In questo modo, anche modalità espressive di sicuro non
rivoluzionarie e talune valutazioni stilistico/produttive magari non sempre pienamente condivisibili (soprattutto per quanto riguarda la componente ritmica), passano in secondo piano rispetto alla tensione emotiva concessa a brani come “Comes a time” (vivacità Rainbow-
iana efficacemente interpretata da Stefano Firmani), “Anything makes me blind” (fascinosa stimolazione sensoriale a tratti non lontanissima dai Warlord, con un convincente Aldo Caprini dei Glory Hunter dietro al microfono) e “Before the light” (numero
hard di buona qualità melodica, impreziosito dall’ugola di Max Evangelisti degli stessi Synthesis), tutto materiale di livello piuttosto elevato.
Da brividi, poi, il clima incombente di “Stazzema victims of horror”, autentico gioiello dell’opera, pregno di suggestioni drammatiche ed enfatiche perfette per la laringe evocativa di Alessandro “Zephyr” Zazzeri, mentre chi cercasse ebbrezze esclusivamente strumentali potrà reperire adeguata soddisfazione in "Dream to open eyes”, "Classic fire”, “Electric caprice orchestra” e “Passion at sunset”, a cui Giulio affida tutta la sua considerevole e variegata cultura “specialistica”, intrisa di Blackmore e Malmsteen, eppure attenta anche a maestri quali Satriani (specialmente nella prima delle tracce citate …), MacAlpine e Impellitteri.

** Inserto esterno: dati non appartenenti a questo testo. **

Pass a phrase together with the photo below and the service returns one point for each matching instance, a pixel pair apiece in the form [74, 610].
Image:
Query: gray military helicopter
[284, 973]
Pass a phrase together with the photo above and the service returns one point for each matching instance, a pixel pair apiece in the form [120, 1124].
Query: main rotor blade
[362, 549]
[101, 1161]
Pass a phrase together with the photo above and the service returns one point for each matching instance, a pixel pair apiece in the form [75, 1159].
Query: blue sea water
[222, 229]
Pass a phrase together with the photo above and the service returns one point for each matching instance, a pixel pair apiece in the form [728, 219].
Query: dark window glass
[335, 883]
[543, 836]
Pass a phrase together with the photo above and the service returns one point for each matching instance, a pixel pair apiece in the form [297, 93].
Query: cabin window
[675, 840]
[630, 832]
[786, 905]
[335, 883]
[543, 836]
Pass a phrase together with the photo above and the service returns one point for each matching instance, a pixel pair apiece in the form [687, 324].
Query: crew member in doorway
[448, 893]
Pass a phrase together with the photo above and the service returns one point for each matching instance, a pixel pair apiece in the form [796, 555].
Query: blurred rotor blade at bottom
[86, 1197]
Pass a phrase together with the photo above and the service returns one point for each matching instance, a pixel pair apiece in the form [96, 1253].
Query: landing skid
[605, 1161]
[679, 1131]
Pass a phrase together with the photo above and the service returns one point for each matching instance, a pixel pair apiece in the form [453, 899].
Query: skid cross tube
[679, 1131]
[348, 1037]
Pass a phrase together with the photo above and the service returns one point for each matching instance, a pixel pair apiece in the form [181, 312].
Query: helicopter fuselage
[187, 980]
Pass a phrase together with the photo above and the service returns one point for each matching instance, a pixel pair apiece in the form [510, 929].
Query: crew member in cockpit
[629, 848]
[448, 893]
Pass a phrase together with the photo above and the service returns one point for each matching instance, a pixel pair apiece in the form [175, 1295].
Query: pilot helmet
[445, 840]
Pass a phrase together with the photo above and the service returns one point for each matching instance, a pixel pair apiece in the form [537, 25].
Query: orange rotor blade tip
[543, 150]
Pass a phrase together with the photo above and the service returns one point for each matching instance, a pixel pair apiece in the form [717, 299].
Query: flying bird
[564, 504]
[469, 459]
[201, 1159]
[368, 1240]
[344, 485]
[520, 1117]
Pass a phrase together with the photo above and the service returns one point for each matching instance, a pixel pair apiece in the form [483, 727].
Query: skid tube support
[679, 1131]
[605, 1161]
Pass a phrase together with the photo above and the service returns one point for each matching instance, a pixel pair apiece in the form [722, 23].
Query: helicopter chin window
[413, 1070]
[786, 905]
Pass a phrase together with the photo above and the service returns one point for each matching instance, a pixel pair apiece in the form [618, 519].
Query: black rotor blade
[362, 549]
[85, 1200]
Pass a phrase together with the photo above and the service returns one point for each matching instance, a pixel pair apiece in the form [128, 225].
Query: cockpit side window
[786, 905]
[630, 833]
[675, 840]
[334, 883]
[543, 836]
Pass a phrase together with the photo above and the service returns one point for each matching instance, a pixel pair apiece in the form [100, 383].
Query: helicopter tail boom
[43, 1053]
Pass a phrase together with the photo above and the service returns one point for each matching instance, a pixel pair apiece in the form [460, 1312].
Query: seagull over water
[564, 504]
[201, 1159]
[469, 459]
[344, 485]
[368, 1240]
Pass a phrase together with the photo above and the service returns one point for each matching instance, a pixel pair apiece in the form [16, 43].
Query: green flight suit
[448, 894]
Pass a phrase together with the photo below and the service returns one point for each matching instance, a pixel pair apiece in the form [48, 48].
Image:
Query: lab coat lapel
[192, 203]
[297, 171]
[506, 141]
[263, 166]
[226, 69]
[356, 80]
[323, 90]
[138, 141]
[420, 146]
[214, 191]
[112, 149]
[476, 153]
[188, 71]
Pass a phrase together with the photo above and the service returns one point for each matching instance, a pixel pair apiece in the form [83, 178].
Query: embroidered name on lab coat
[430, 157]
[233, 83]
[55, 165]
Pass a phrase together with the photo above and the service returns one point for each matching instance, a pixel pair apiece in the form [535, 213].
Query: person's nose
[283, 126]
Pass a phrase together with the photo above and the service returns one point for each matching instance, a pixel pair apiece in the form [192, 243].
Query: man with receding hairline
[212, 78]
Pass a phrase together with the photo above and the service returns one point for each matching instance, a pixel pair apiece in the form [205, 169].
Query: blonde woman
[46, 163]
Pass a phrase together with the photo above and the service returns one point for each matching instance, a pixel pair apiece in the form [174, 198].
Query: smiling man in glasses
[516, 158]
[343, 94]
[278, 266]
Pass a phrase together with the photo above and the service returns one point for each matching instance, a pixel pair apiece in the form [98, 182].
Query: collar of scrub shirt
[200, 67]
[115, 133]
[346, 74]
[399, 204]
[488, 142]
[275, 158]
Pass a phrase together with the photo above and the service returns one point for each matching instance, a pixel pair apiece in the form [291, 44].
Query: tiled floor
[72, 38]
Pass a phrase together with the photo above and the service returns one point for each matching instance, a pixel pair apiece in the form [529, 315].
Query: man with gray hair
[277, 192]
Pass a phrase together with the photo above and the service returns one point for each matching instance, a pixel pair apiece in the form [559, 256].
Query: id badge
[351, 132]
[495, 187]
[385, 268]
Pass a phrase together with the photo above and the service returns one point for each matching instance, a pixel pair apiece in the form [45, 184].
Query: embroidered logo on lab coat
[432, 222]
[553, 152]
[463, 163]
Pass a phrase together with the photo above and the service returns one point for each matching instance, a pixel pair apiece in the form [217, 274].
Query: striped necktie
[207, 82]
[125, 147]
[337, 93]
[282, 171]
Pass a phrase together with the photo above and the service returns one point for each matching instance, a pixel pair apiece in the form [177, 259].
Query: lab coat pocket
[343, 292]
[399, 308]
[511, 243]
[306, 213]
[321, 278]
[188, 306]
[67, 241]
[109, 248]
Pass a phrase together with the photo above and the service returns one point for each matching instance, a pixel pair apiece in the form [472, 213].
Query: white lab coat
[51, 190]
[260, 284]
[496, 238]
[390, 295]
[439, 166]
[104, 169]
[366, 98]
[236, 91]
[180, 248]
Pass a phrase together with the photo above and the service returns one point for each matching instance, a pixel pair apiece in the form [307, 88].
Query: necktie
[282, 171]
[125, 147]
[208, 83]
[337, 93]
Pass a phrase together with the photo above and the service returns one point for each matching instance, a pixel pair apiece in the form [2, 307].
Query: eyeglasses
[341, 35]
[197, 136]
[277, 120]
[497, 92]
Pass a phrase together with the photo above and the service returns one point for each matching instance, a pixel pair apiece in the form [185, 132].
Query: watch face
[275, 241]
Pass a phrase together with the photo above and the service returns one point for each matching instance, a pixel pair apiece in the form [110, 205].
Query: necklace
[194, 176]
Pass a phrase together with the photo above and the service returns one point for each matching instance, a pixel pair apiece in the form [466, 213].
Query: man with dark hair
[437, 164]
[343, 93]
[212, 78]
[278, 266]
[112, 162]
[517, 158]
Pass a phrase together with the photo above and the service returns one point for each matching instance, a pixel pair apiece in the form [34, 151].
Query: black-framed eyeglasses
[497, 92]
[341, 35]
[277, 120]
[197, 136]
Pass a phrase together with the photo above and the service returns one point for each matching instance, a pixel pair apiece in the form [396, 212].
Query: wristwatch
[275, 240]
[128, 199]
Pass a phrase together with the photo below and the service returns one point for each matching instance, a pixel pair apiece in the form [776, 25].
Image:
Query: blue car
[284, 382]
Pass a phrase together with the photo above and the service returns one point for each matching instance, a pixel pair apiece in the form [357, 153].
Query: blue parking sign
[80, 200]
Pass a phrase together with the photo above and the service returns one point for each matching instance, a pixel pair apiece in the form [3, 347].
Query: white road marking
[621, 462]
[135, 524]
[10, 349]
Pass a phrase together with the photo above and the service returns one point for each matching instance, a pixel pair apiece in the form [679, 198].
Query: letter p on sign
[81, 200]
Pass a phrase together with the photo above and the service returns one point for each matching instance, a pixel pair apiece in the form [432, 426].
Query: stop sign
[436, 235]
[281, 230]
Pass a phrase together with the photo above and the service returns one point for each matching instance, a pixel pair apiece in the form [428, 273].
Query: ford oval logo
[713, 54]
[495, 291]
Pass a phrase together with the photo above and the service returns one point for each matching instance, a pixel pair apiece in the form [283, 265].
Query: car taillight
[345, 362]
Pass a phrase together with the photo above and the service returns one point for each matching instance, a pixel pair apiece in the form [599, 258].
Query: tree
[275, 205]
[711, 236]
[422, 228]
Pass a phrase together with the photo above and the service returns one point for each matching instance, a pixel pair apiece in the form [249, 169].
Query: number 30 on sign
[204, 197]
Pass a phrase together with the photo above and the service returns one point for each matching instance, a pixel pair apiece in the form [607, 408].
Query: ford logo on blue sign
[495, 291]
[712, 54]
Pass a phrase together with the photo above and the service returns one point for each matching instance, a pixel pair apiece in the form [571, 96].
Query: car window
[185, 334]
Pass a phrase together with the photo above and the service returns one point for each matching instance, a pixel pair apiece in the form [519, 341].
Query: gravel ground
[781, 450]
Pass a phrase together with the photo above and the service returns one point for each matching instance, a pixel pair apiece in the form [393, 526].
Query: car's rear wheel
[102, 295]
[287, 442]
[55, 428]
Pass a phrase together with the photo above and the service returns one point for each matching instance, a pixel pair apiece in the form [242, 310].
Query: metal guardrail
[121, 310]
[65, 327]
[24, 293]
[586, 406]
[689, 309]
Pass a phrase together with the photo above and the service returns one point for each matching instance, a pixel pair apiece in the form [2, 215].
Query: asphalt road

E a proposito del seminale svedese, non rimane che commentare brevemente la
cover della sua “Rising force” … Frank Marino e Francesco Briotti concorrono a superare una prova insidiosa e impegnativa, risolta con disinvoltura, nonostante un orientamento di stampo
power, forse, leggermente “ingombrante”.
Le competizioni per il più “veloce del west” non vedranno mai il nome di Giulio Rossi tra i candidati … lo troverete, però, nell’elenco dei
musici che hanno edificato la loro carriera sul talento, sulla padronanza e sulla vocazione … a voi decidere a quale lista rivolgervi per i vostri ascolti quotidiani.